In contrast to the stated aim of the Home Secretary, the Departmental Committee on Homosexual Offences and Prostitution was convened in 1954 with John Wolfenden as chairman. The Committee heard evidence from a plurality of witnesses, including police and probation officers, psychiatrists, religious leaders, and gay men whose lives had been affected by the law. The Report of the Departmental Committee on Homosexual Offences and Prostitution (commonly known as the Wolfenden Report) was published in 1957. In brief, the recommendations included in the Wolfenden Report asserted that “homosexual behaviour between consenting adults in private should no longer be a criminal offence”. The report added, “The law’s function is to preserve public order and decency, to protect the citizen from what is offensive or injurious, and to provide sufficient safeguards against exploitation and corruption of others […] It is not, in our view, the function of the law to intervene in the private life of citizens, or to seek to enforce any particular pattern of behaviour.” (Wolfenden Report as cited in Wikipedia)

Attitudes toward male homosexuality changed and the Labouchere Amendment was repealed in 1967. Alan Turing may have foreseen this change in attitudes, but unfortunately, he was open about his sexuality at a time when gay men were still convicted and imprisoned under the auspices of the Labouchere Amendment. He was arrested and charged for violation of the Labouchere Amendment in 1952 when he revealed to the police details of his relationship with Arnold Murray during the investigation of a burglary in his home. Alan Turing and Arnold Murray were brought to trial on 31 March 1952, where Turing was convicted and Arnold Murray was granted a conditional discharge. Turing was given a choice between imprisonment or probation conditional on his agreement to undergo hormonal treatment designed to cure him of his homosexuality. He accepted the option of treatment via injections of estrogen; this treatment was continued for the course of one year. The estrogen treatment, read quackery, notes David Leavitt in his book The man who knew too much: Alan Turing and the invention of the computer, “had the effect of chemical castration. Worse, there were the humiliating side effects. The lean runner got fat. He grew breasts.” (Leavitt (2006), p. 268)

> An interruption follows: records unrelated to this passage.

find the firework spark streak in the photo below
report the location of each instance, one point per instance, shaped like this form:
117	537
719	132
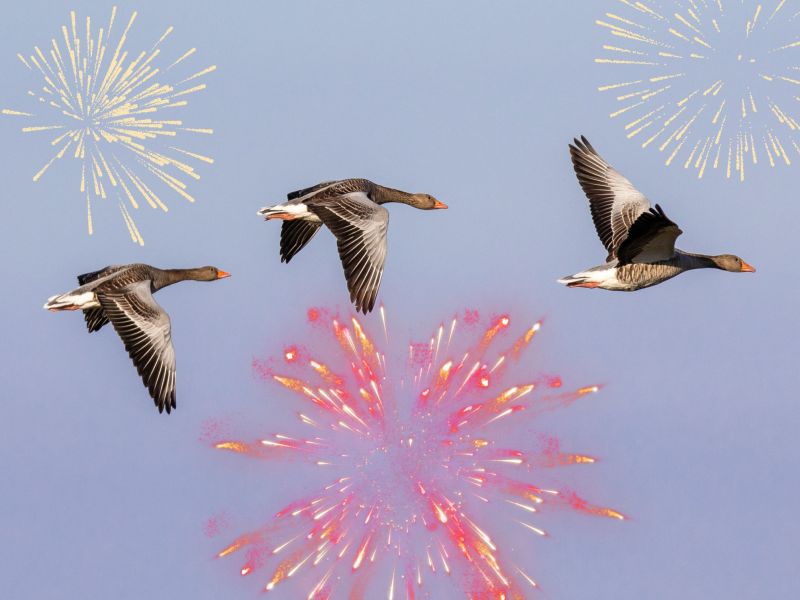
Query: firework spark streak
713	84
105	105
411	468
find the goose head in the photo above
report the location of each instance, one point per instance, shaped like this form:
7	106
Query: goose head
425	202
731	262
210	274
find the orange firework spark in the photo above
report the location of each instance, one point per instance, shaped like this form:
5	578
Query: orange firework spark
417	467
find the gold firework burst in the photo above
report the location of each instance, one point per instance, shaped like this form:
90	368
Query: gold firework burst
713	84
111	113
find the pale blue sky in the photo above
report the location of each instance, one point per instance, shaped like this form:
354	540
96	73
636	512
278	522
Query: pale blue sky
473	102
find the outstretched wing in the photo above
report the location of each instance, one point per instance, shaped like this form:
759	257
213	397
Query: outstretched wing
145	330
95	318
295	235
94	275
650	239
614	202
308	191
360	228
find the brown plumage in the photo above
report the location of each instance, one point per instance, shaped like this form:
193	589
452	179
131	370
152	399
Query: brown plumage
123	295
352	209
640	239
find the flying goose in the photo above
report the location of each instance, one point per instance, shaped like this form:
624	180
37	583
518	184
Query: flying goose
351	209
640	239
123	295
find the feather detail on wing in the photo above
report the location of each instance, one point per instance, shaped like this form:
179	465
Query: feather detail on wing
650	239
295	235
360	228
614	202
145	330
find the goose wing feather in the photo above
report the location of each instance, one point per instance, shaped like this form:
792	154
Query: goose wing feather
146	332
360	228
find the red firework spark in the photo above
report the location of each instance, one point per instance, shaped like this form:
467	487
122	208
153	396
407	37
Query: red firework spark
416	465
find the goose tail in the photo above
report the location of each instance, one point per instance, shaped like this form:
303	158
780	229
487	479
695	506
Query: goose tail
71	301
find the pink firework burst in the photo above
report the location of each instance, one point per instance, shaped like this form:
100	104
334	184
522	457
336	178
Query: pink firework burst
412	467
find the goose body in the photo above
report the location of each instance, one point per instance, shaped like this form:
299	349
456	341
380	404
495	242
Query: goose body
352	209
639	238
123	296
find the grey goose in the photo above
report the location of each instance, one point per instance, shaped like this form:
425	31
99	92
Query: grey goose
640	239
353	210
123	296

Following his conviction, Alan Turing’s career with the Government Communications Head Quarters was finished. He was stripped of his security clearance as known homosexuals working in the civil service were considered a risk to state security during this period of the Cold War, in that it was thought they were susceptible to blackmail and could pass state secrets to agents of the Eastern Bloc. He was barred from entering the United States, where he had spent time in the past, notably at Princeton University. His friends, acquaintances and colleagues were to become persons of interest to MI5. In the last year of his life he suffered the loss of his career, reputation and health. This proved more than he could bear and he took his own life, biting into an apple he laced with cyanide. His body was discovered on the 8th of June 1954. Andrew Hodges sums up Alan Turing’s character describing him as “eccentric, solitary, gloomy, vivacious, resigned, angry, eager, dissatisfied — these had always been his ever-varying characteristics, and despite the strength he showed in coping with outrageous fortune, no-one could have safely predicted his future course.” (Alan Turing: a short biography).